East Asian Mythology: China and JapanChinese Heroes |
Who were Gun and Yu? |
Gun and Yu, father and son, were two of the most important culture heroes of ancient China. Their story is intricately associated with the flood myth. A descendant of the Yellow Emperor, Huang Di, Gun was determined to put an end to the great flood which had inundated the land. To accomplish his mission, he followed in the tradition of several cultural heroes in world mythology—Prometheus in Greece, for example—by stealing a valuable asset. Here, Gun steals from the Supreme Being Tian Di. In the case of Prometheus the asset was fire; here it was the mysterious self-growing soil, Xirang. Gun planned to use the soil to block the flow of the waters. Furious at the theft, the Supreme Being ordered the fire god Zhurong to dispose of Gun.

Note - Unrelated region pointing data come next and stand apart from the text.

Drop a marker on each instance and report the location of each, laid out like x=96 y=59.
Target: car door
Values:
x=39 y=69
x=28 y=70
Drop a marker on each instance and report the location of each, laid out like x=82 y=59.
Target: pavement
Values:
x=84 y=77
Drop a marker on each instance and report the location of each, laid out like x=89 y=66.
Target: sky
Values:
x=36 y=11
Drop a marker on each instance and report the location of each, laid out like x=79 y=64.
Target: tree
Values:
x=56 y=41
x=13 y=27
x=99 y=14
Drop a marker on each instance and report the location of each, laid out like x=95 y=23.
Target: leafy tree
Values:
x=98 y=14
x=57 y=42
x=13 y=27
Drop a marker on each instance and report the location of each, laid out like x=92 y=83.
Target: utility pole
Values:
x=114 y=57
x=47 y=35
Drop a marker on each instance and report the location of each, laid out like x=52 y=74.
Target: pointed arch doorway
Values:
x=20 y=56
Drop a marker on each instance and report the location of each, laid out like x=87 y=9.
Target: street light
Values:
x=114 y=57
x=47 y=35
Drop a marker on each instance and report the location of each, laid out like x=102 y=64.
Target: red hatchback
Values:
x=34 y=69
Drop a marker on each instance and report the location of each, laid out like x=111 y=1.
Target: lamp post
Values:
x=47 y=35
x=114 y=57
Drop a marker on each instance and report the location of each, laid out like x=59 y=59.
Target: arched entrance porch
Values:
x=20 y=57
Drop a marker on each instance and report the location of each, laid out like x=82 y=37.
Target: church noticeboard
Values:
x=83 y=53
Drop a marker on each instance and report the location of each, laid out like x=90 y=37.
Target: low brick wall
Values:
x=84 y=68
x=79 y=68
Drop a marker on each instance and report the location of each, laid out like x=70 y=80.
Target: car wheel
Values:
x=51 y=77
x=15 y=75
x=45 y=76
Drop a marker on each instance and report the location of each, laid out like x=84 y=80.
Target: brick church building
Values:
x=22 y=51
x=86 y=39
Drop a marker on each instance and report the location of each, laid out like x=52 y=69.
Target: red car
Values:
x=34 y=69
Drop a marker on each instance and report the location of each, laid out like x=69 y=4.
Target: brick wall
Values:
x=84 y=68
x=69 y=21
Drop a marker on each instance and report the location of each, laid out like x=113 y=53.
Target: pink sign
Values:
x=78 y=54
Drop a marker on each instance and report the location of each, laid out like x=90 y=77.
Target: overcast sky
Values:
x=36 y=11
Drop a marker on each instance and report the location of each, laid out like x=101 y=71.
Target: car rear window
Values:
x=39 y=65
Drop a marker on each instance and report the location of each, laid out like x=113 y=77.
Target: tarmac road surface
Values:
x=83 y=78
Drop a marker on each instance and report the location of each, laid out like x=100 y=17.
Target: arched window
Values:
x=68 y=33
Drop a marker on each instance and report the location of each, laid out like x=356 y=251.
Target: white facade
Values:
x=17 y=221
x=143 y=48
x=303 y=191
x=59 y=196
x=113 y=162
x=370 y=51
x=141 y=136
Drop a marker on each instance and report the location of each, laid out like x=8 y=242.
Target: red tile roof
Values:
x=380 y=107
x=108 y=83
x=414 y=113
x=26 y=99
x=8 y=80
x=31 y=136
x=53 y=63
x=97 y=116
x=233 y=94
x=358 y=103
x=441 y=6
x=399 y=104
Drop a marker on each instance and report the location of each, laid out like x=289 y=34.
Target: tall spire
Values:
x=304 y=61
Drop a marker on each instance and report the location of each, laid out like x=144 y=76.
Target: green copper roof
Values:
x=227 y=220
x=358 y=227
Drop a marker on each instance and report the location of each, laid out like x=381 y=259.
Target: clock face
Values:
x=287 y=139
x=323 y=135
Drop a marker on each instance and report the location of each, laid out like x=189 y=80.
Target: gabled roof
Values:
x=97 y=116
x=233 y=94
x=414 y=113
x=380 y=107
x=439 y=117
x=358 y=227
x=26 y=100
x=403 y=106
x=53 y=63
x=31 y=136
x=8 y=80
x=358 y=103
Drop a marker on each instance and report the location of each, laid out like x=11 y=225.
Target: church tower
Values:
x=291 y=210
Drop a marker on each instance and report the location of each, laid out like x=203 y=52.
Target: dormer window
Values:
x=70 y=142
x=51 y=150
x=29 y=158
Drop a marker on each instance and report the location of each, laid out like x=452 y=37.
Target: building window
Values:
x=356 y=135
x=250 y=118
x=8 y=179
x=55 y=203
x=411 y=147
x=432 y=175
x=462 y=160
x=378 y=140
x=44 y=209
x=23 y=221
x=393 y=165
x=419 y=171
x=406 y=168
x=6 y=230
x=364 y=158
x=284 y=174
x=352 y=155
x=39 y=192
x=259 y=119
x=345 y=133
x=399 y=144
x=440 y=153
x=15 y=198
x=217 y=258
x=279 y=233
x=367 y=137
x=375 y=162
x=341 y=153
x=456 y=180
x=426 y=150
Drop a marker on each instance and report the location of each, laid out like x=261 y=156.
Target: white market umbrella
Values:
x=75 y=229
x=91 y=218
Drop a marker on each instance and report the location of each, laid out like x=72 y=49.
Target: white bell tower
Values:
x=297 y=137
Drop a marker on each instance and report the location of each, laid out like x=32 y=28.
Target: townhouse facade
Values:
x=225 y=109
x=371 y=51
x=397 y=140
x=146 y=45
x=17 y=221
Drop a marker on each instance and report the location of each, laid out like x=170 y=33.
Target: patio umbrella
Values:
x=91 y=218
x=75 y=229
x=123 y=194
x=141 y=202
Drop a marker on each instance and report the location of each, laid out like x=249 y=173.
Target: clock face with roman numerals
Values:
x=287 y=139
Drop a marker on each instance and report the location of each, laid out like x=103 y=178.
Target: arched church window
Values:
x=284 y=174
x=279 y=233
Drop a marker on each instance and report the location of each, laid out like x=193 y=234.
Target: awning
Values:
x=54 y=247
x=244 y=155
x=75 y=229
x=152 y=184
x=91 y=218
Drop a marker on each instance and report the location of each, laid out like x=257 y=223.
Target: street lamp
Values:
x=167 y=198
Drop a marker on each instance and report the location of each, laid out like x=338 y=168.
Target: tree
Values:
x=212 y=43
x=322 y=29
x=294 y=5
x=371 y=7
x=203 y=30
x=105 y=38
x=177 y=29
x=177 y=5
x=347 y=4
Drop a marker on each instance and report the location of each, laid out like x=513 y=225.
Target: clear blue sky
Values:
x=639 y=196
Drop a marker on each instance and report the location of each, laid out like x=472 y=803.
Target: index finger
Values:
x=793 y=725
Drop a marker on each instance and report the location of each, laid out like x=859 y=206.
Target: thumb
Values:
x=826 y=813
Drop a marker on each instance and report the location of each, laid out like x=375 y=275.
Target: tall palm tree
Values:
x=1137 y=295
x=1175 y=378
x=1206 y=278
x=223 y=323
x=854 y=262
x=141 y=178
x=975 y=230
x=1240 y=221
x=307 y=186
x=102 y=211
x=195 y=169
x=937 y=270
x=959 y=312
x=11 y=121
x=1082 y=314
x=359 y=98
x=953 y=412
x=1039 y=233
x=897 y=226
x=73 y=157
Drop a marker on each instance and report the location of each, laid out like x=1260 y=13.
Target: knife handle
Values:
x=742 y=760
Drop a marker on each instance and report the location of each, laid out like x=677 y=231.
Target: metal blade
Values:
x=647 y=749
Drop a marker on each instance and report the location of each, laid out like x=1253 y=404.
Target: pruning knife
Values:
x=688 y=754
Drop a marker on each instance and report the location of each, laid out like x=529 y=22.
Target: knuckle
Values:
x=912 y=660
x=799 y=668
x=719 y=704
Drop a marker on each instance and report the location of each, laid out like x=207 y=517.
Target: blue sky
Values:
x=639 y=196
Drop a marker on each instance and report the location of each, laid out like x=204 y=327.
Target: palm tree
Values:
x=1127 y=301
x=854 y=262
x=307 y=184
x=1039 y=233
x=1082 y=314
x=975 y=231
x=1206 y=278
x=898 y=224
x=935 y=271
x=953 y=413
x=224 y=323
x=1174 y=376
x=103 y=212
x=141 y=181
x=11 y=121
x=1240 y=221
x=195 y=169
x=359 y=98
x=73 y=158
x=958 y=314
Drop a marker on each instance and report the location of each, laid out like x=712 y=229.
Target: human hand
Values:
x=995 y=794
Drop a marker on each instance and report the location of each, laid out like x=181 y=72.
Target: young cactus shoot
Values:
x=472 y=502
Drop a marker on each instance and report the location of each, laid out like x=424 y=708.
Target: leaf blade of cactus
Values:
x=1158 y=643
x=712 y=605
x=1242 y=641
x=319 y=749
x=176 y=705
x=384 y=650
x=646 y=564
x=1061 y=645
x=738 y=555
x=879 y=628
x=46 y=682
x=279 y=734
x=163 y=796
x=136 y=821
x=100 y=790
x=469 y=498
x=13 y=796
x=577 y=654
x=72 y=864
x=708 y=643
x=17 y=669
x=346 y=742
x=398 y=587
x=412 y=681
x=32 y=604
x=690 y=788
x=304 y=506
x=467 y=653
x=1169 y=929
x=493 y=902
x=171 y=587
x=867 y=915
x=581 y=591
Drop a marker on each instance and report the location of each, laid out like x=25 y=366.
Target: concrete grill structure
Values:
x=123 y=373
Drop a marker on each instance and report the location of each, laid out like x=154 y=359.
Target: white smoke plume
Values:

It was out of the dead Gun’s belly that the flood hero Yu sprang, riding on a dragon, the miraculous birth already marking him as a hero. His sacred quest was to fulfill his father’s dream of stopping the flood. This time the Supreme Being, or some say the August Emperor, Yao, ordered Yu to continue with Gun’s use of Xirang. He also devised a plan by which the waters were diverted into the sea in channels dug by the dragging tail of the dragon Yinglong. It took Yu thirteen years to accomplish his great task. Along the way he followed another typically heroic pattern, the slaying of monsters, including Wuzhiqi, the evil spirit of the raging Huai River. When he was thirty, Yu married Tushanshi (The Tuschan Woman), who helped him with his work. Once, when he was about to dig through a mountain to form a channel to the sea, he instructed his wife to send him food when he beat on a drum. To work faster, Yu changed himself into a bear, and when he accidentally stepped on the drum, the sound attracted his wife, who arrived with food. Horrified by her husband’s having become a bear, she fled from the tunnel and changed herself into a rock. When Yu came out of the tunnel he begged the rock to give him the baby with which his wife had been pregnant. In this version of the myth, it was the rock that gave birth miraculously to the hero Qi. Later Yu became emperor, as did his son Qi.